And if that wasn’t bad enough, in a moment two ladies came and took their seats at the table. One was a gorgeous but forgettable redhead, presumably Howard’s lady-of-the-moment. The other, looking stunning in a red dress I remembered her bringing home just a few weeks earlier, was my roomie and best pal Peg Carter.

Well, if that didn’t complicate things.

I knew Peggy’d never be taken in by scum like Freddy. In fact, she’d have seen through his fake-Brit thing the second he opened his mouth. So something must be going on there. Something to do with Howard Stark and the kind of favors she owed him that got us our apartment, maybe. Definitely not *those kind* of favors – I knew my Peg too well to imagine that – so maybe industrial espionage? I’d heard rumors that Freddy had his finger in a number of different pies, not just the gambling thing.

“Isn’t that your roommate?” Sally whispered in my ear. She’d been by our place once or twice. “Does that mean we need to cancel tonight?”

“Absolutely not. But it does mean we need to proceed with caution.” I needed to think. Luckily, the band started playing again, and everyone’s attention shifted to the stage.

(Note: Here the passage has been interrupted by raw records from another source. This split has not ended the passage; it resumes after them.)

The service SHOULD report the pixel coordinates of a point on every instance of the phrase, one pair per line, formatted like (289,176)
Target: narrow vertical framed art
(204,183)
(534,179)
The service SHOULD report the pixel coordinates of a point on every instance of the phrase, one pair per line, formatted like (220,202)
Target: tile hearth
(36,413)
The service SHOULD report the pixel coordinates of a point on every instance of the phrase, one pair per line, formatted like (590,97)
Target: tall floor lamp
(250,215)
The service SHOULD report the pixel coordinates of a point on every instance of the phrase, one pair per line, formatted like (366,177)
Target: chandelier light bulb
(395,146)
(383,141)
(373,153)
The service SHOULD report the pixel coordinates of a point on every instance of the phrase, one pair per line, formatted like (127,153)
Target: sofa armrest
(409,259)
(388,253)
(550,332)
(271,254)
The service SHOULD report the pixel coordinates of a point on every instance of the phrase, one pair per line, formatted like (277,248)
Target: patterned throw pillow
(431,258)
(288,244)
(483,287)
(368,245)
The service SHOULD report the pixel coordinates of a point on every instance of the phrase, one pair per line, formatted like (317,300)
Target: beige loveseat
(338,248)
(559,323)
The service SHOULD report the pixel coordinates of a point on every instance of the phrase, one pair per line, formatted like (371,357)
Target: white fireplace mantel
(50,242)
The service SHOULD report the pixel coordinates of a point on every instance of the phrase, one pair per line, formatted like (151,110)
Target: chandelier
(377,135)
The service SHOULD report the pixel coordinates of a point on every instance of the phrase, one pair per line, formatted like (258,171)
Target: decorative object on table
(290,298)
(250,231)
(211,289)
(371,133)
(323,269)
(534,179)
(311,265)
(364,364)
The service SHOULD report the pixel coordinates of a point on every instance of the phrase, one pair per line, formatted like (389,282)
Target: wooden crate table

I glanced over at Peg, who looked numb with boredom, and again I wondered why she was there. And I wondered how to draw Freddy’s attention without drawing hers. It looked like tonight was going to be all Sally’s job, and that I’d need to fade into the woodwork. I thought that right up to the moment that I felt a tap on my shoulder, and it was no one else but that sleazeball Freddy Exeter-Jones asking me to dance.

Of course I said yes. And of course he was a wonderful dancer. His type always are. The superficial charm and something else oozing underneath it all. I couldn’t help wondering if maybe Stark was the opposite – superficial sleaze but something solid beneath. Otherwise why would Peggy have anything to do with him?

Sally and I had planned it out, already, and maybe it would be me to carry it out, after all. After a couple of numbers, he asked if I’d like to take a breather. Unfortunately, he led me back, not to the table where Sally sat nursing a highball, but back to his own.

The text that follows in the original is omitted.